In response to the growing public concern about digital well-being, many tools have been developed for individuals to monitor smartphone use and improve digital well-being. A relatively understudied but promising self-nudge intervention is turning off smartphone screen colors (i.e., grayscaling; black and white display). Previous research has shown that having a smartphone in grayscale results in significantly less screen time (e.g., Holte & Ferraro, 2020). Although these findings are promising, it is yet unclear whether a fulltime grayscale intervention does also affect day-to-day indicators of mental and digital well-being, such as stress, sleep quality, and productivity.

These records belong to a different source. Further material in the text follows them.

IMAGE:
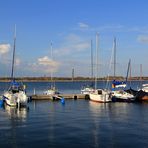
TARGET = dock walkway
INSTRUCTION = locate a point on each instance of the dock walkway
(65, 96)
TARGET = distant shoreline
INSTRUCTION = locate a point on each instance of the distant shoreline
(68, 79)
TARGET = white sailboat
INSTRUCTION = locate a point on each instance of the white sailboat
(16, 94)
(99, 95)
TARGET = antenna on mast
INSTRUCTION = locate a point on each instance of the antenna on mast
(13, 59)
(114, 46)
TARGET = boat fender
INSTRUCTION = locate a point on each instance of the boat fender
(62, 100)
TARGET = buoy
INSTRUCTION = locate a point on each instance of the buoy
(62, 100)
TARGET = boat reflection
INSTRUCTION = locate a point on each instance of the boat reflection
(17, 113)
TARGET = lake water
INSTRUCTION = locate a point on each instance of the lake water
(78, 123)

The potential effectiveness of grayscaling might be explained by the design friction it brings to the smartphone, while all basic functionality is preserved (Zimmerman & Sobolev, 2020). Smartphones and apps are designed to be easy to use with little friction, which contributes to the product appeal but also habitual use (Anderson and Wood, 2020). By creating a design friction (i.e., decreasing the aesthetic appeal of sensory stimuli), habitual, mindless smartphone use can be disrupted, thereby creating more mindful and intentional interactions (Cox et al., 2016). A grayscaled smartphone is less enjoyable and gratifying (Holte & Ferraro, 2020), since grayscales are less stimulating and pleasurable than bright and saturated colors (e.g., Wolfe & Horowitz, 2004). The grayscale mode thus serves as a sensory stimulus reduction that nudges the user to self-regulate (Almourad et al., 2021). Thus, a grayscale intervention may enhance (digital) well-being by reducing excessive and habitual smartphone use and by increasing users’ sense of self-control.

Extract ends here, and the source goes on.